Microsoft And A Unix-Based Windows

Does it make sense for Microsoft to develop, and ship a future Windows OS that is Unix based? To date, Microsoft is the only major player in the Operating System game to have a non-Unix based system. I don't think that such a switch would help Microsoft in any immediate way, and it would definitely kill compatibility and enterprise support, destroying a lot of Microsoft's core business.

In truth, I'm not trying to draw a parallel to Apple's Unix switch, now almost a decade and a half behind us, but I am trying to look at the future of the computer industry as a whole. Are there any substantial benefits from having the same "core" in every major computing system? The implementations of these systems would be drastically different surely, and there would be no cross compatibility as a result, but I'm not sure that's the point.

Computers are very mature now. Their early days were filled with turmoil and garage-based teams building entire consumer computers from the ground up.
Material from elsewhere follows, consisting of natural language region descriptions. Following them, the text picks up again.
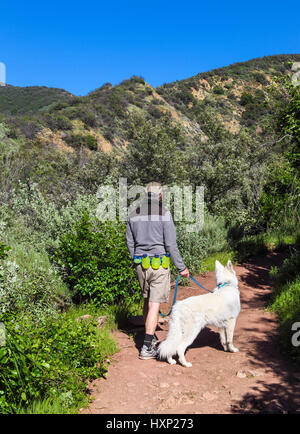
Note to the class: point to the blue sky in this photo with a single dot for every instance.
(78, 46)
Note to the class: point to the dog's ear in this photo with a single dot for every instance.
(230, 266)
(218, 266)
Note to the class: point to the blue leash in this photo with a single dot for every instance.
(176, 288)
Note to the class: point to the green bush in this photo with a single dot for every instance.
(286, 300)
(53, 359)
(96, 264)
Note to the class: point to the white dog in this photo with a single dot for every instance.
(188, 317)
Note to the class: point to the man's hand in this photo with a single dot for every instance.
(185, 273)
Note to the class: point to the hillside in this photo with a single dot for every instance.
(209, 106)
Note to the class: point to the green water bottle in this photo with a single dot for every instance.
(145, 262)
(166, 260)
(155, 262)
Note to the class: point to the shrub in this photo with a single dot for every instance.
(218, 90)
(246, 98)
(96, 263)
(286, 300)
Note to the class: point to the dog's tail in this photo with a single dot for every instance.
(169, 346)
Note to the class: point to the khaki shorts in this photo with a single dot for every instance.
(155, 284)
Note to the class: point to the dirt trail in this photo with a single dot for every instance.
(256, 379)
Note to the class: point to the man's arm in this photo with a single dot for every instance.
(130, 240)
(171, 244)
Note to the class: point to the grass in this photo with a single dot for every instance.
(209, 263)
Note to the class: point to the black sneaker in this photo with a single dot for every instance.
(148, 353)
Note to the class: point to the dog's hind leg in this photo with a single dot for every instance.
(229, 334)
(222, 332)
(181, 350)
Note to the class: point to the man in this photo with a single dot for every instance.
(151, 231)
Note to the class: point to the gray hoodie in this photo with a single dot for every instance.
(150, 230)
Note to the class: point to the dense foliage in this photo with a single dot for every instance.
(96, 263)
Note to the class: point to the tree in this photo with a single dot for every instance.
(155, 151)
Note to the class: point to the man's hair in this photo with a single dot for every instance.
(154, 188)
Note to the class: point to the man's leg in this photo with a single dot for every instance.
(150, 313)
(151, 317)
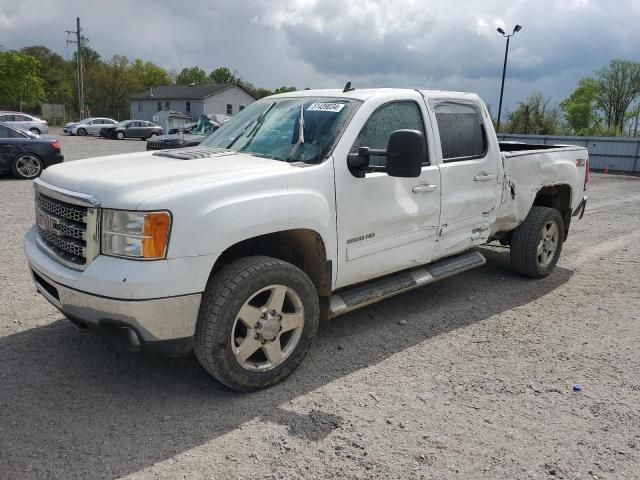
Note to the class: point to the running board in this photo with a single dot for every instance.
(377, 290)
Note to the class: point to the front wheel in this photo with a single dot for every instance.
(536, 244)
(258, 319)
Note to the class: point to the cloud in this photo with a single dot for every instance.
(323, 43)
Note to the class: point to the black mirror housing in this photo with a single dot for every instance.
(406, 152)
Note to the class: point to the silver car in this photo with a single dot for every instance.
(25, 122)
(89, 126)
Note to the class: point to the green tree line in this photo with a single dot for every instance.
(605, 104)
(35, 75)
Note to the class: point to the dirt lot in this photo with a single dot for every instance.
(469, 378)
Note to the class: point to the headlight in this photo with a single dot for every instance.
(141, 235)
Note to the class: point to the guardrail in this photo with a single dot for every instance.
(606, 154)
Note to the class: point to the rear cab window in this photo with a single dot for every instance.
(461, 130)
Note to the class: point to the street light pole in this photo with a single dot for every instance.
(516, 29)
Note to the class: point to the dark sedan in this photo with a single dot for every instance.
(206, 125)
(26, 155)
(132, 129)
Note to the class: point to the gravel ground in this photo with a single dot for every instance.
(468, 378)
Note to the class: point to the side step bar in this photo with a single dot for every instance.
(377, 290)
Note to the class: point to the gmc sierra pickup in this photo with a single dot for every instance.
(304, 206)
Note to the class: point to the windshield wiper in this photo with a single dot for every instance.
(300, 141)
(257, 121)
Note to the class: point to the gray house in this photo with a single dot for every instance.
(192, 100)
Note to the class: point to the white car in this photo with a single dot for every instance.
(24, 122)
(302, 207)
(89, 126)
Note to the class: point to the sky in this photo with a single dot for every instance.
(432, 44)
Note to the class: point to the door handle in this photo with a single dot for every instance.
(483, 177)
(424, 188)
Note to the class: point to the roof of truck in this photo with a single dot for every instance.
(367, 93)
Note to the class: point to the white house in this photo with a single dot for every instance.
(192, 100)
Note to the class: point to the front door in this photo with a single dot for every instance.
(385, 224)
(469, 173)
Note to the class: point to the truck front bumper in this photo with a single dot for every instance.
(579, 212)
(155, 320)
(166, 322)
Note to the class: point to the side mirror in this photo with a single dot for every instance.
(406, 151)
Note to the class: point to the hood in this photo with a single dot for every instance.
(125, 181)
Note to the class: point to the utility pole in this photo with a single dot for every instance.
(504, 68)
(79, 38)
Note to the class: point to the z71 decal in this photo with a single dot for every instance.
(360, 238)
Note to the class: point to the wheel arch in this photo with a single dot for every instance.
(301, 247)
(558, 197)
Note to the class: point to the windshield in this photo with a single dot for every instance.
(271, 128)
(204, 126)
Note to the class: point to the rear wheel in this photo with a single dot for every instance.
(257, 321)
(27, 166)
(536, 244)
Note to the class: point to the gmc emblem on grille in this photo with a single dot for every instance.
(49, 223)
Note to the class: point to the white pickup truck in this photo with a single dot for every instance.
(303, 207)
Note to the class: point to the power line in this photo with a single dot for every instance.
(79, 39)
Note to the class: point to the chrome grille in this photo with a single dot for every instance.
(70, 212)
(66, 231)
(73, 250)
This, obviously, led to an enormously diverse implementation between any major competitor and its rivals, but now "the world runs on Unix"*, or at least the non-Windows majority does. Is it time for Microsoft, and the industry as a whole to decree a common ancestor and build on that, or should Microsoft continue to develop their own system for the foreseeable future?

Microsoft has spent decades building their development environment, and indeed their entire ecosystem around their Windows OS['s] and their current system is well evolved and supported, and I realize that this move, however hypothetical it may be, would destroy their decades of work and their business. I just feel that since the whole world has gone Unix, Microsoft could be on the losing side if they stay the course, it may lead them into dangerous waters.

Update: After some more thought, I realize that using Unix as the common ancestor of the modern computer OS does make the entire industry subscribe to the shortfalls of Unix as well, something John Siracusa would point out to anyone in depth, but it still seems to me, in my gut at least, as a positive step. It would be like an OS standard.

* This is a quote from Gruber on this week's episode of The Talk Show. He discusses the fact that the server world and indeed most of the consumer computing market (i.e. phones, tablets, and some PCs) are running some flavor of Unix (Mac OS X, iOS, Android, Linux, etc). Microsoft holds a huge market share in the traditional PC market, but that's really the only place where a non-Unix OS still hold majority stake. Linux won the server market, and iOS/Android won the mobile market.